[Rencontre] Librairie La renaissance | jeu. 6 mars | 18h30 | librairie-renaissance.fr

Ils se confrontent à leurs origines sociales, mais aussi familiales. La famille nous standardise-t-elle ?
Question complexe ! C’est certain que la famille est notre première micro-société, avec ses normes intériorisées. Bien souvent d’ailleurs, elle fonctionne comme un reflet de la hiérarchie de la société. Mais, derrière les similarités apparentes, on trouve aussi dans chaque famille des individus porteurs d’une forme de différence. Ce qui m’intéresse, c’est comment on peut décider de tracer son chemin indépendamment de ces cellules. Dans L’École est finie, plus particulièrement, je voulais explorer ce que ça signifie de se sentir différent quand on est un enfant.
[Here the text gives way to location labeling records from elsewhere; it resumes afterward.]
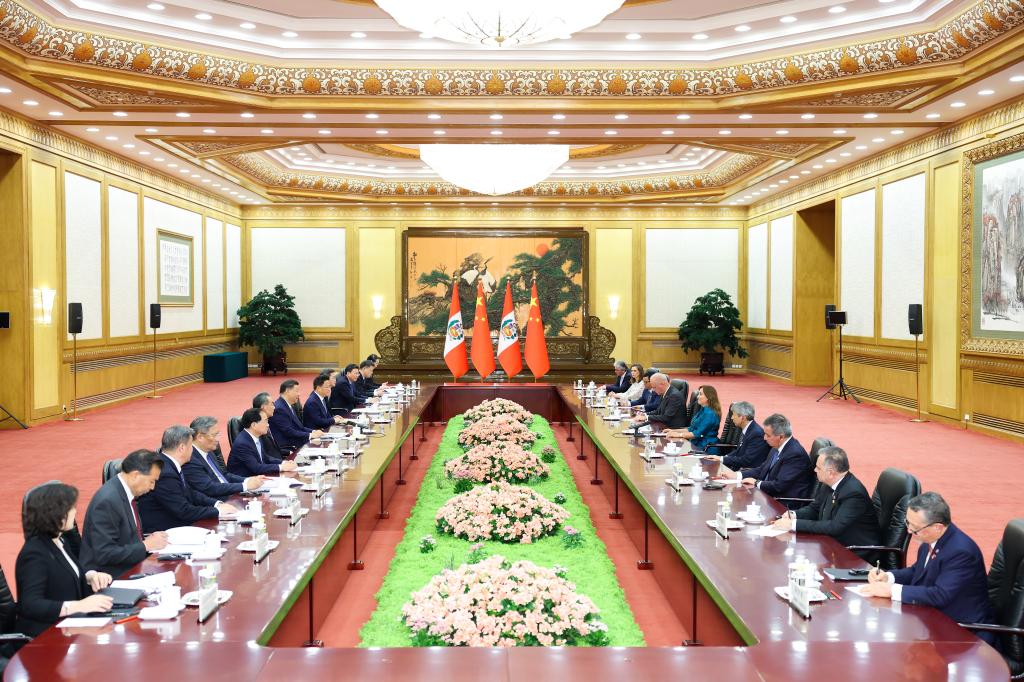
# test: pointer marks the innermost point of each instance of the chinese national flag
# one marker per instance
(537, 346)
(508, 338)
(482, 351)
(455, 338)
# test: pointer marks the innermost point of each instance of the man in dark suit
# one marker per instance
(112, 535)
(316, 414)
(753, 449)
(248, 458)
(173, 502)
(288, 430)
(842, 507)
(202, 472)
(786, 471)
(344, 395)
(671, 412)
(949, 573)
(622, 381)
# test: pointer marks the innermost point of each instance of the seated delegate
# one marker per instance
(51, 584)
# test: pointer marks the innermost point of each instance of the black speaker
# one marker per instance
(74, 317)
(915, 318)
(828, 308)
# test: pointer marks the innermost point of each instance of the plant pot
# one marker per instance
(712, 363)
(274, 364)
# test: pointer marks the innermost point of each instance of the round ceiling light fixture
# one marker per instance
(499, 23)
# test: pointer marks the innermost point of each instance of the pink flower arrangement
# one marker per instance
(496, 408)
(498, 461)
(493, 429)
(502, 512)
(498, 603)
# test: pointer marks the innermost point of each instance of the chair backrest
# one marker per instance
(111, 469)
(891, 496)
(233, 428)
(1006, 592)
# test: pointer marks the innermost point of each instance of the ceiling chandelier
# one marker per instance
(499, 23)
(494, 169)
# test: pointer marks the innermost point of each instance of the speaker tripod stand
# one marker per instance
(840, 389)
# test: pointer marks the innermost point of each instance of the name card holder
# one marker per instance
(208, 602)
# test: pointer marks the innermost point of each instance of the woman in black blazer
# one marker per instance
(51, 585)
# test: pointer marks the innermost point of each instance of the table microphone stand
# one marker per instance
(840, 389)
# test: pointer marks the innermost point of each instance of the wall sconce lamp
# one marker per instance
(44, 300)
(613, 306)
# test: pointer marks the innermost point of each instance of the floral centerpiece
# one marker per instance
(502, 512)
(497, 408)
(499, 461)
(499, 603)
(494, 429)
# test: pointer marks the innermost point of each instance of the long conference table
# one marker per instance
(721, 590)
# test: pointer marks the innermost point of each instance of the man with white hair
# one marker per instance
(672, 411)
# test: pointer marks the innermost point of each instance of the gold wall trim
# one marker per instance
(29, 34)
(942, 140)
(52, 140)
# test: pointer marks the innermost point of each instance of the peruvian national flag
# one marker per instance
(508, 338)
(455, 337)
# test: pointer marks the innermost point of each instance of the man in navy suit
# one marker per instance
(949, 573)
(786, 471)
(248, 457)
(753, 449)
(344, 395)
(173, 502)
(202, 472)
(316, 414)
(288, 430)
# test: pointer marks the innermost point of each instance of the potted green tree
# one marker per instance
(711, 327)
(268, 322)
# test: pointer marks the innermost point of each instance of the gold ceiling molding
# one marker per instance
(984, 23)
(945, 138)
(52, 140)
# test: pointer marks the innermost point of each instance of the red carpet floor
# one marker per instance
(981, 476)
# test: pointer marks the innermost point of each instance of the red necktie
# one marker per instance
(138, 523)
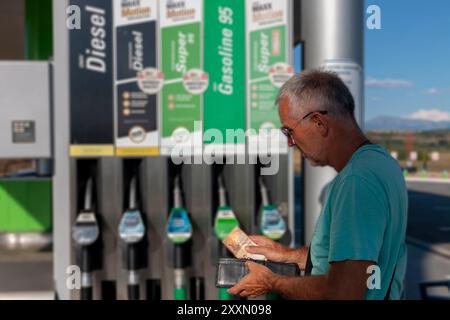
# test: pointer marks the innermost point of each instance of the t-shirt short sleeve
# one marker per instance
(359, 217)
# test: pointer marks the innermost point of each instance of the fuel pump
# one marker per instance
(85, 233)
(179, 231)
(132, 231)
(224, 222)
(272, 225)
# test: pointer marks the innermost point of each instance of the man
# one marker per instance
(363, 221)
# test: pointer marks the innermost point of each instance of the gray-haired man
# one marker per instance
(363, 220)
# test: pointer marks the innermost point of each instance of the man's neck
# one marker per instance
(347, 142)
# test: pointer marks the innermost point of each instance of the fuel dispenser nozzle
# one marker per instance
(272, 224)
(132, 231)
(85, 233)
(179, 231)
(224, 222)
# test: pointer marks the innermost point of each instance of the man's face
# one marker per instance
(305, 134)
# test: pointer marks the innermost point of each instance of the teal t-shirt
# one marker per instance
(364, 218)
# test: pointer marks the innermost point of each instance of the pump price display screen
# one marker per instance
(268, 65)
(137, 80)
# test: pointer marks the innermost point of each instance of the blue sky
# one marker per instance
(407, 62)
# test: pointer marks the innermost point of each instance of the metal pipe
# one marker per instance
(332, 32)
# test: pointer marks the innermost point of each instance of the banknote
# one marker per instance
(236, 241)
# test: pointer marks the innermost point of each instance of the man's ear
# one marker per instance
(321, 123)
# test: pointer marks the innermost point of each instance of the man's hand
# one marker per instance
(257, 282)
(276, 252)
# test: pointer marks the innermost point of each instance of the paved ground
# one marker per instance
(429, 214)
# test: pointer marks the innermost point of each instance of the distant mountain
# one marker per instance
(384, 123)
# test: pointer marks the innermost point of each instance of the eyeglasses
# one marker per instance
(288, 131)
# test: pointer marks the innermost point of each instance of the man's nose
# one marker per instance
(291, 142)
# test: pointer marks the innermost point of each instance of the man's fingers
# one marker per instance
(259, 240)
(252, 266)
(235, 290)
(256, 249)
Al est ton plus jeune personnage, c’est aussi le plus frontalement rebelle…
Oui, on en revient à ces questions de structures autoritaires auxquelles on se confronte. Al est à l’âge du refus, il refuse de se conformer aux attentes des adultes et des enseignants. Mais il ne fait pas que s’opposer : il est dans une fuite créatrice, il se crée un autre monde, une autre cellule, amicale cette fois. Des trois romans, c’est le personnage dans lequel je me retrouve le plus. Tout est parti d’un texte écrit à huit ans, sur lequel je suis retombée et qui est devenue ma “bible”. Écrire sur l’enfance est vertigineux : on l’a tous vécue, mais elle est tellement loin de nous. J’avais peur de tomber dans une forme de recul, donc de trahison. Parce que c’est un “moi” lointain désormais, je suis bien trop vieille pour écrire comme une enfant (rires). J’ai donc beaucoup travaillé pour retrouver cette voix intérieure. 
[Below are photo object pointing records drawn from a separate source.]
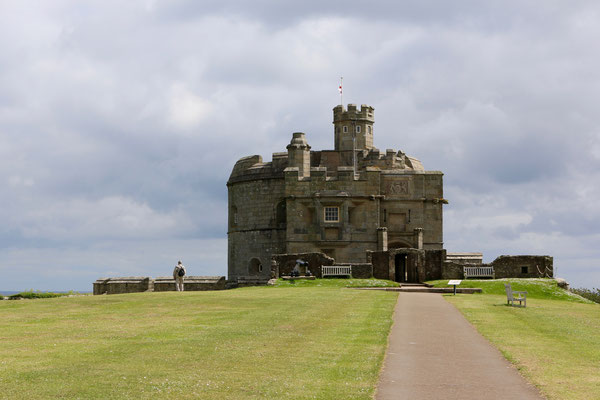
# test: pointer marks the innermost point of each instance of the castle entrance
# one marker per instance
(400, 267)
(403, 271)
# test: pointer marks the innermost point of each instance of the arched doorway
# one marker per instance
(398, 245)
(401, 274)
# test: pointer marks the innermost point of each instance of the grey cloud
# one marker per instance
(149, 105)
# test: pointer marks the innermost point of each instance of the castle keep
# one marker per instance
(351, 209)
(345, 202)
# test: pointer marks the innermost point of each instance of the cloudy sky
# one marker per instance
(120, 122)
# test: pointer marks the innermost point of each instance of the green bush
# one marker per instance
(37, 295)
(593, 295)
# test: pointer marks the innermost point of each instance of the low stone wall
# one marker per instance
(283, 264)
(360, 270)
(190, 283)
(524, 266)
(452, 270)
(136, 284)
(245, 281)
(129, 284)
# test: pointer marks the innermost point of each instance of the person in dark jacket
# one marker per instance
(178, 274)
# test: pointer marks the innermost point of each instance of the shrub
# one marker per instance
(593, 295)
(37, 295)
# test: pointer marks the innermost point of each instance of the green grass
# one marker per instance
(271, 343)
(554, 342)
(536, 288)
(590, 294)
(336, 283)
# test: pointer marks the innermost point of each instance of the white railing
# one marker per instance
(478, 272)
(334, 270)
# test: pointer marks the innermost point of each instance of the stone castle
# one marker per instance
(352, 208)
(380, 212)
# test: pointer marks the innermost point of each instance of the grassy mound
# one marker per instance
(553, 342)
(248, 343)
(536, 288)
(38, 295)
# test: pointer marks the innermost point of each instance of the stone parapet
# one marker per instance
(136, 284)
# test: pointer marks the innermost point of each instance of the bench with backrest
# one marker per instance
(336, 270)
(478, 272)
(513, 296)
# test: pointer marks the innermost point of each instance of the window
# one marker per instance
(332, 214)
(234, 217)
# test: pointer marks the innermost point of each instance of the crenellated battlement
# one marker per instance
(365, 113)
(353, 128)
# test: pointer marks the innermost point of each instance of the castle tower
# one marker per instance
(353, 125)
(299, 154)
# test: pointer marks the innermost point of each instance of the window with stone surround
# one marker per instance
(331, 214)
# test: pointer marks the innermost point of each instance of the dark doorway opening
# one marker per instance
(400, 266)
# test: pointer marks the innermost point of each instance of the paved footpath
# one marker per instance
(434, 353)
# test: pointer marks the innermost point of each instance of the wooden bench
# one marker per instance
(336, 270)
(478, 272)
(521, 297)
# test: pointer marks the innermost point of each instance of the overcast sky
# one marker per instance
(121, 121)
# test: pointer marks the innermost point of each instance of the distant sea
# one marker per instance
(11, 292)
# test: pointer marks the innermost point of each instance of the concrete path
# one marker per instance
(434, 353)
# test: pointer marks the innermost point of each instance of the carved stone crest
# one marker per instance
(398, 188)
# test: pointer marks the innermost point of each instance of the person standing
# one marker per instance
(178, 274)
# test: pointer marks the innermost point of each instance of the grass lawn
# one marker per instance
(555, 341)
(267, 342)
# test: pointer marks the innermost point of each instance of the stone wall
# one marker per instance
(361, 270)
(257, 220)
(137, 284)
(190, 283)
(523, 266)
(283, 264)
(129, 284)
(452, 270)
(434, 260)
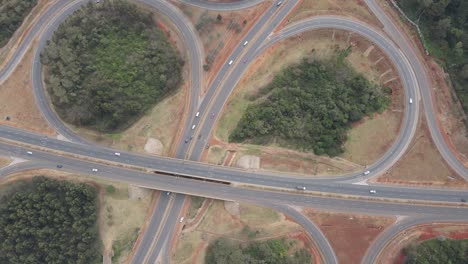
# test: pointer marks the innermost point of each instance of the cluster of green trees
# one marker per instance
(107, 64)
(310, 106)
(49, 221)
(437, 251)
(444, 24)
(12, 13)
(273, 251)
En parlant de voix, c’est la première fois que tu écris à la première personne.
Retrouver ce lien instinctif, primitif presque, avec l’écriture de l’enfance m’a beaucoup nourrie. Je voulais être au plus près de ses pensées, qu’on soit constamment dans la tête de ce personnage, qu’on ressente ce qu’il pense, ce qu’il produit. Ça m’a apporté une liberté nouvelle, comme si je restituais une voix plus que d’écrire un roman. J’aime bien quand le personnage prend le pouvoir sur l’histoire, et Al avait besoin qu’on le laisse s’exprimer.

Comme dans Bénie soit Sixtine ou La Grande Ourse, tu confrontes aussi son histoire à la grande Histoire et à l’actualité. Après la Manif pour Tous et l’intégrisme religieux, la condition des agriculteurs et la réintroduction de l’ours dans les Pyrénées, L’Ecole est finie va encore plus loin : de l’Occupation au génocide au Rwanda en passant par le colonialisme…
Oui, je voulais explorer comment l’Histoire façonne nos petites histoires, nos mythologies familiales. On grandit avec des récits qui influencent notre vision du monde, nous sommes héritiers de tous ces récits que l’on nous transmet. Cela m’intéressait de mettre à nu ces mythes familiaux à hauteur d’enfant. Al va les interroger jusqu’à les dépouiller, les déconstruire pour mieux créer sa propre histoire. Quand ces récits s’effondrent, c’est aussi une forme d’innocence et une certaine perception des adultes qui tombent.